The students don’t realise how risky this is. If you walk in to a half-hour exam, face a grumpy examiner who asks you a bunch of esoteric questions to find out how “clever” you are, and then gives you a poor grade because you concentrated on the wrong thing, you are going to have failed 900 hours of your time (30 credit points, 30 hours per credit point). That is half a year’s full time work (“full-time work” in Germany is about 1800 hours, although it used to be less). That used to happen all the time in the traditional system and is hard to avoid also as an examiner with benign intent, but a student at that time could go away and come back a month later, or six months later, and make good. In the new system, there generally won’t be the time for that.
Fifth prediction: there will continue to be complaints about assessment. This will not be sorted out to everyone’s satisfaction. But students won’t disrupt university events because of it, because it is too esoteric and the political “smashers-up” won’t be motivated.
I conclude with a point that personally means a lot to me. As a faculty, we have worked together hard to put together this new system for our students. We did it intelligently (maybe intelligence is an emergent property ) by tasking an enthusiastic Private Docent with designing the whole new courses of study out of the existing offerings and implicitly promising him we would do whatever he asked (including decide promptly, when he asked for a decision). Miraculously, this worked, and we rewarded him appropriately. We have six new Bachelor’s-Master’s courses of study and to my mind they are all coherent. We have a published module handbook with 150 modules representing over 300 individual courses in it, regularly updated. Did we do it for ourselves? Hell, no. I’d rather be giving a half-dozen half-hour exams a semester and spend my time on my research, as I did before, rather than assessing each of 80-120 pieces of student work per semester, filling in the assessment forms, and fighting with my colleagues as to which form of assessment is appropriate. We did it and do it, we put in this time and effort, because we think, rightly or wrongly, that it is better for the young people who come to us to learn.
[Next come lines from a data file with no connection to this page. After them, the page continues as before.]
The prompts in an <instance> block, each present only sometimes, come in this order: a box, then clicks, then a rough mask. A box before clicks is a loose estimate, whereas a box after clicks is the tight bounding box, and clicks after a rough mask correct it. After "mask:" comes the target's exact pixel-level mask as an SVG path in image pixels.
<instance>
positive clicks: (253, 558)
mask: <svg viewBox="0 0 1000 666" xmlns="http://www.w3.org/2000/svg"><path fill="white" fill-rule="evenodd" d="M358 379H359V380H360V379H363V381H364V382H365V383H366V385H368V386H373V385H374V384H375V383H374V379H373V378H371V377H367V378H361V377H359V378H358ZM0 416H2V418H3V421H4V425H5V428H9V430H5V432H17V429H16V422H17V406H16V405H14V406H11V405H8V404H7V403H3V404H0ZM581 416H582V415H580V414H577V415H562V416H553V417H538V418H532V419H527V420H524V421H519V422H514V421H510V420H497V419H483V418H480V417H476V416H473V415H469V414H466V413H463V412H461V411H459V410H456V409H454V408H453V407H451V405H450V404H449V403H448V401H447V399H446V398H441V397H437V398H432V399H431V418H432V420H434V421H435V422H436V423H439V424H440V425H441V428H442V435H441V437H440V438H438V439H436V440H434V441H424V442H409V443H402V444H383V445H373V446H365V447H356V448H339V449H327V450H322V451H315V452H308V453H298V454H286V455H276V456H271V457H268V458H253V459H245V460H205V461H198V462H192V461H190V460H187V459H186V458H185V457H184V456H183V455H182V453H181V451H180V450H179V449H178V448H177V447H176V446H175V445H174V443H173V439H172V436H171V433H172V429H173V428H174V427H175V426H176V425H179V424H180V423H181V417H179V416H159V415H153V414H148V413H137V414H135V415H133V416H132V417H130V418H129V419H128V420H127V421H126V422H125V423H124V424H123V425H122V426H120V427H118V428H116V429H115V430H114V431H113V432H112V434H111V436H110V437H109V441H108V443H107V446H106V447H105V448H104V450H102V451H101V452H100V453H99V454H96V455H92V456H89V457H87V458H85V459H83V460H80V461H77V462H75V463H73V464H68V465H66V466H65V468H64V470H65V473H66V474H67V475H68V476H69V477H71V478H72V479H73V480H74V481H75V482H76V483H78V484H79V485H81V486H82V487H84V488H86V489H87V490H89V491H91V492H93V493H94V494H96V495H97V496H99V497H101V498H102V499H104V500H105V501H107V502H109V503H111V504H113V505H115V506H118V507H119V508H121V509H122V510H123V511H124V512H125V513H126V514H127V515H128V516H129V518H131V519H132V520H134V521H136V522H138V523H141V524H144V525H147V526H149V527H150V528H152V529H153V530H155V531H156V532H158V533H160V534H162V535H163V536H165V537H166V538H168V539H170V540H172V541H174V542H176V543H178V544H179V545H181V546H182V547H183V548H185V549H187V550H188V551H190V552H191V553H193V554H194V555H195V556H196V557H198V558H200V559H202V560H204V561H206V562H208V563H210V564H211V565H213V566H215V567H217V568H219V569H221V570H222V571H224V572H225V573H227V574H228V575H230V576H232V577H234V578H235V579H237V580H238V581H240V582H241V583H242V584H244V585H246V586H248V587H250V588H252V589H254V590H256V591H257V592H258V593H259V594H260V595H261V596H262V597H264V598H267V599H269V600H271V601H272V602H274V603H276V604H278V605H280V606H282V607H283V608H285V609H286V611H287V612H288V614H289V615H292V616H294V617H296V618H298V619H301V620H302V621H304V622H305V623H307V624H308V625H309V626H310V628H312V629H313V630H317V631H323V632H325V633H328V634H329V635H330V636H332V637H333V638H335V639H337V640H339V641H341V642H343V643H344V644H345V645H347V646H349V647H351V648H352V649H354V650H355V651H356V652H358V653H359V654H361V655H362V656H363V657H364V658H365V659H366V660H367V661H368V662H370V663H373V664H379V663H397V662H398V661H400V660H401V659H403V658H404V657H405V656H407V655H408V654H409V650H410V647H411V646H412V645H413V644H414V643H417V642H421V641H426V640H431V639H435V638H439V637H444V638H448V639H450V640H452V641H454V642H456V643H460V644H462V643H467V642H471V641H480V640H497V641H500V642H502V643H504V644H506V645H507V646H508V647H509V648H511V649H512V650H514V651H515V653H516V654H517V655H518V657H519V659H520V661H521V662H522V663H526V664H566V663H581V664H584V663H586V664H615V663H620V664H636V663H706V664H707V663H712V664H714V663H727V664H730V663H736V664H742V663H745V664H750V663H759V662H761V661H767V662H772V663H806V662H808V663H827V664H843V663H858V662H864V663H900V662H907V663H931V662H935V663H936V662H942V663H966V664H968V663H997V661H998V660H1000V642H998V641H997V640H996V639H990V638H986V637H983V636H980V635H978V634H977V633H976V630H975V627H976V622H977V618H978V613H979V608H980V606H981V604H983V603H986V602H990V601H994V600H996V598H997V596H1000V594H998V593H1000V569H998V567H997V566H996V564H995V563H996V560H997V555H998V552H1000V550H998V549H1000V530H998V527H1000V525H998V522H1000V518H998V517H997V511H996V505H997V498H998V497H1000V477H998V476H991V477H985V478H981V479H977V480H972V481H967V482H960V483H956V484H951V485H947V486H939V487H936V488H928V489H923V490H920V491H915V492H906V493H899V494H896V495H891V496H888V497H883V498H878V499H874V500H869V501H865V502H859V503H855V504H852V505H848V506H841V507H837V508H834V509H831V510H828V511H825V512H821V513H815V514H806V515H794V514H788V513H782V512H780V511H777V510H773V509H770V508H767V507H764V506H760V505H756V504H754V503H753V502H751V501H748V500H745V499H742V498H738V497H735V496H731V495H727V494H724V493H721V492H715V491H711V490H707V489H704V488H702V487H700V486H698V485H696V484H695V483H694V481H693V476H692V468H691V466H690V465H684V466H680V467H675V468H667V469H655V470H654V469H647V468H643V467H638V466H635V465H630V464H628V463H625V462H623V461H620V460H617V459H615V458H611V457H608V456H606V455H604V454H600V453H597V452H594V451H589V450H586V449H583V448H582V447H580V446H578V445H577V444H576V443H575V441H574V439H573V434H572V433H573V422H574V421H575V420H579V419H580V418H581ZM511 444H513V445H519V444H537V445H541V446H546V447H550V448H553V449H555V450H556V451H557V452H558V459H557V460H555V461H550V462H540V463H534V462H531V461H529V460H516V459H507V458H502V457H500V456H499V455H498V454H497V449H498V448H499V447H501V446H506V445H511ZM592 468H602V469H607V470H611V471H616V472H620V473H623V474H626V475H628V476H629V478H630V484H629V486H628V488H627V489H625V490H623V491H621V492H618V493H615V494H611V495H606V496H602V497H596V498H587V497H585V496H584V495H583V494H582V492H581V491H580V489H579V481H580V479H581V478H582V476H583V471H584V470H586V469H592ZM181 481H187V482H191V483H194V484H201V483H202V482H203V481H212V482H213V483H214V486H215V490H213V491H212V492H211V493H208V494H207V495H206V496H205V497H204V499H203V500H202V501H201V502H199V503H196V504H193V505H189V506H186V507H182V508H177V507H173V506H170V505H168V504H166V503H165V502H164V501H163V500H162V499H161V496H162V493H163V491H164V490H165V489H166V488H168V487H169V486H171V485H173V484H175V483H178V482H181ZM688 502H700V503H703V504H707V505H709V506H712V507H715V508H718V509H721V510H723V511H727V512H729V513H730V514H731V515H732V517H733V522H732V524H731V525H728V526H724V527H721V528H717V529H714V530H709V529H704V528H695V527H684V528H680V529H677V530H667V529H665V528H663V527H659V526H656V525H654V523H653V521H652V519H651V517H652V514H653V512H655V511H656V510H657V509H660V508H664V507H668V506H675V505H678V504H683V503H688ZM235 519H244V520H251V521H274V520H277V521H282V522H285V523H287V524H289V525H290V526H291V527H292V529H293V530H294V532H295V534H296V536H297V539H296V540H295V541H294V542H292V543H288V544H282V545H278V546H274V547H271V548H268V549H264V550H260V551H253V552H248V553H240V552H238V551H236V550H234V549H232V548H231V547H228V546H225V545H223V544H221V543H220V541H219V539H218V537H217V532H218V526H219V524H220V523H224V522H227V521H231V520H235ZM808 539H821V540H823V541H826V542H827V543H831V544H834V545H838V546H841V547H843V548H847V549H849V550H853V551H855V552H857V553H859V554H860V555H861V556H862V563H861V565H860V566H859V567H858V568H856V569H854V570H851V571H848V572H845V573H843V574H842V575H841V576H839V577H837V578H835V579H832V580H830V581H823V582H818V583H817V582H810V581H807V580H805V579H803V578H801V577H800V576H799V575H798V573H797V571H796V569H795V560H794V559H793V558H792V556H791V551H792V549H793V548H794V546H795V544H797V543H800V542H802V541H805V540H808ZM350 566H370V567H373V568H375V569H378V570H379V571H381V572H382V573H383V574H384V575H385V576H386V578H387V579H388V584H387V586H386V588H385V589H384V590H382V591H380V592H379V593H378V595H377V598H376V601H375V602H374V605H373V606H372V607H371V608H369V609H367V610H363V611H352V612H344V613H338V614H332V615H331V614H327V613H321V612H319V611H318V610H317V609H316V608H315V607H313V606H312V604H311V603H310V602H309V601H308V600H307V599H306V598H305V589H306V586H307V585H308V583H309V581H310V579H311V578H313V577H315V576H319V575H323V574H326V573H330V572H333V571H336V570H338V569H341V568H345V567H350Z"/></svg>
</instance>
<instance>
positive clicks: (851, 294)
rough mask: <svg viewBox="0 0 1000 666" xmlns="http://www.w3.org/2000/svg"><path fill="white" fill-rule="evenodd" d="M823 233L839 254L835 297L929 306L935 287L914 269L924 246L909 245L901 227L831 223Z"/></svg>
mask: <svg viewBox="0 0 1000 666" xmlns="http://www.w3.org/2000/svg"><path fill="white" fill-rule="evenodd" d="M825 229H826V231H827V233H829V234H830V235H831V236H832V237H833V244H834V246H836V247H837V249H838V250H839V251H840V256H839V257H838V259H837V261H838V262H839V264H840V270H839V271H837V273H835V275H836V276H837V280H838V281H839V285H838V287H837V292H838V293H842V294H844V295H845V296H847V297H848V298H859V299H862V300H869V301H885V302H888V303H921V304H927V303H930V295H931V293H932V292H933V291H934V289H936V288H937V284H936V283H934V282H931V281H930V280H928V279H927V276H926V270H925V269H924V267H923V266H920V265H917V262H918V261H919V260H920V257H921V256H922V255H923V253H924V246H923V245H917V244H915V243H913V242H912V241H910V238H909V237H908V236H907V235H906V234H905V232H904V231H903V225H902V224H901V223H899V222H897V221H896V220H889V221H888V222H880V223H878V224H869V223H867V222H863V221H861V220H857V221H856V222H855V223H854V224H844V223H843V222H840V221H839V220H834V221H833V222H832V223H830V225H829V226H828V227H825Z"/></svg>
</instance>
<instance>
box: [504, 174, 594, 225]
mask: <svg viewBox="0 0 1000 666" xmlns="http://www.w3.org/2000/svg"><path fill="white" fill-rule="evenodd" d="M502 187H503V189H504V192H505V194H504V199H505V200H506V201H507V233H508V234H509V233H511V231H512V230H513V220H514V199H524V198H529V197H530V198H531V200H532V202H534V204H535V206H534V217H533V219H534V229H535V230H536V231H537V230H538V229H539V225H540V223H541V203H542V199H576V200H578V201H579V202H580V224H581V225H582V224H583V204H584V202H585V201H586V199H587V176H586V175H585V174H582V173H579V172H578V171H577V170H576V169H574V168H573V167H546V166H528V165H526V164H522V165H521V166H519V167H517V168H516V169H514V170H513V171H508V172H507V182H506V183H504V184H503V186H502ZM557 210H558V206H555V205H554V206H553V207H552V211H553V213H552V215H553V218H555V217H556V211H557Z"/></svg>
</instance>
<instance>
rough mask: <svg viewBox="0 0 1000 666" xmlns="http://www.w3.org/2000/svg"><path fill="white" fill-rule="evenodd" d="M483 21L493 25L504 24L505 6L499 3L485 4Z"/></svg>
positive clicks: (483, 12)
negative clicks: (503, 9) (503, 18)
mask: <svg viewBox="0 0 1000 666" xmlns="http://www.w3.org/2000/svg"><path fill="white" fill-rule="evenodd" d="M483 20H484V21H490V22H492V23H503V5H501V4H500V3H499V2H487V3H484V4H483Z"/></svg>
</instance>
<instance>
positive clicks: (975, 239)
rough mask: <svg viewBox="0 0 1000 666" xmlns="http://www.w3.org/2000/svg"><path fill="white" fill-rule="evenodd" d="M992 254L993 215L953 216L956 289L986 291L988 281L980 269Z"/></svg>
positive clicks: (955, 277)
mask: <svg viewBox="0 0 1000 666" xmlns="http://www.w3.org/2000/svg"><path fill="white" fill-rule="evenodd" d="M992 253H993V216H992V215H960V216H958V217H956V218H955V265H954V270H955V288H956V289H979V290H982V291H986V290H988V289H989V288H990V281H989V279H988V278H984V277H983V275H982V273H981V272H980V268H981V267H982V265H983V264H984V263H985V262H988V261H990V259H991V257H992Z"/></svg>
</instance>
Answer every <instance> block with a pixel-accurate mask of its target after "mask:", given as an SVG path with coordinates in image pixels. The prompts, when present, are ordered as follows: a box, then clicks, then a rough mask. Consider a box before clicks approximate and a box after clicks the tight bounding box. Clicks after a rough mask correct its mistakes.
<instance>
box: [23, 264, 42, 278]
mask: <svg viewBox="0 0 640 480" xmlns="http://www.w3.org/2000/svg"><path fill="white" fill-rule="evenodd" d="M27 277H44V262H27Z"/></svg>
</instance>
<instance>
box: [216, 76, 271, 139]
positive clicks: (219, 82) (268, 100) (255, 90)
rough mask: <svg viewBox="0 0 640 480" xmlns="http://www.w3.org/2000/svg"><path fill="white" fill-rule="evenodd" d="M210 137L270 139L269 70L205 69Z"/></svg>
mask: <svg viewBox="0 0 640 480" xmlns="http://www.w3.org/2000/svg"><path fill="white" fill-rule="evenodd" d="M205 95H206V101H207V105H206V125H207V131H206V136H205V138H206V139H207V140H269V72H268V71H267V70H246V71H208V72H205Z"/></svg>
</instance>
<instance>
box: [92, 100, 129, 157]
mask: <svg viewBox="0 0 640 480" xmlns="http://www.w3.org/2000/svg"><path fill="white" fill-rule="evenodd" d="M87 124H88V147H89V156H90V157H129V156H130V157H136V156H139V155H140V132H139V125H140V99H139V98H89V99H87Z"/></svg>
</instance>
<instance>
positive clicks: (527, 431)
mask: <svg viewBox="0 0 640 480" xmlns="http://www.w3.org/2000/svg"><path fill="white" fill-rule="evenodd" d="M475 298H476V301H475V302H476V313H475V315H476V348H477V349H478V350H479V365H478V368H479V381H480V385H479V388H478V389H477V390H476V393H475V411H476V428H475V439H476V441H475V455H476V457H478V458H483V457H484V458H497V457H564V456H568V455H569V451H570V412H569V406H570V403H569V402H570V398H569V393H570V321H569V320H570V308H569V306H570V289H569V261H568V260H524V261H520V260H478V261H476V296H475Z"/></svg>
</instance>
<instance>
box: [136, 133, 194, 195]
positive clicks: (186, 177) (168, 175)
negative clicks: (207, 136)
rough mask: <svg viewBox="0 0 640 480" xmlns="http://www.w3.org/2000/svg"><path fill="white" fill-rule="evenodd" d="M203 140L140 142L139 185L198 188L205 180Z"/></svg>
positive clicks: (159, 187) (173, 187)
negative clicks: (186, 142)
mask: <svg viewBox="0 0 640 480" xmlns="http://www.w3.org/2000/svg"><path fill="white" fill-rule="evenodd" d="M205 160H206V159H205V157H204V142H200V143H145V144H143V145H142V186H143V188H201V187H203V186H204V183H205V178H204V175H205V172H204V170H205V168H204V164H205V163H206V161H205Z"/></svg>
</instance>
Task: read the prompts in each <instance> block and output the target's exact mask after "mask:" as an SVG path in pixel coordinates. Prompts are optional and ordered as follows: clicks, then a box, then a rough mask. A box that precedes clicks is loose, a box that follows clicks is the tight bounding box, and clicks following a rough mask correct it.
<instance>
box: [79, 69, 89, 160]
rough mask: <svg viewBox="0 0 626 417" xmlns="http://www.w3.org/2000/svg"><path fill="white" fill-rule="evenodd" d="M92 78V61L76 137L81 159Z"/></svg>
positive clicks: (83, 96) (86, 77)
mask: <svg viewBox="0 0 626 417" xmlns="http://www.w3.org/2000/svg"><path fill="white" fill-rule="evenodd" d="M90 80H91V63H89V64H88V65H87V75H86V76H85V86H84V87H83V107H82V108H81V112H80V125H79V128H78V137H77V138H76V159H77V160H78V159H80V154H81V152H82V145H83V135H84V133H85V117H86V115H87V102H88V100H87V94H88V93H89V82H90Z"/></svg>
It would be nice if this goodwill could be recognised during negotiations. I would be deliriously happy if everyone who came to us for education loved every course and got straight A’s (or 1,0’s as it is here). It has never happened in the history of the world and won’t happen here. We have to do well by the failures as well as by the successes, and this is very much harder. As shown, for those who have not had enough of this by now, in this essay.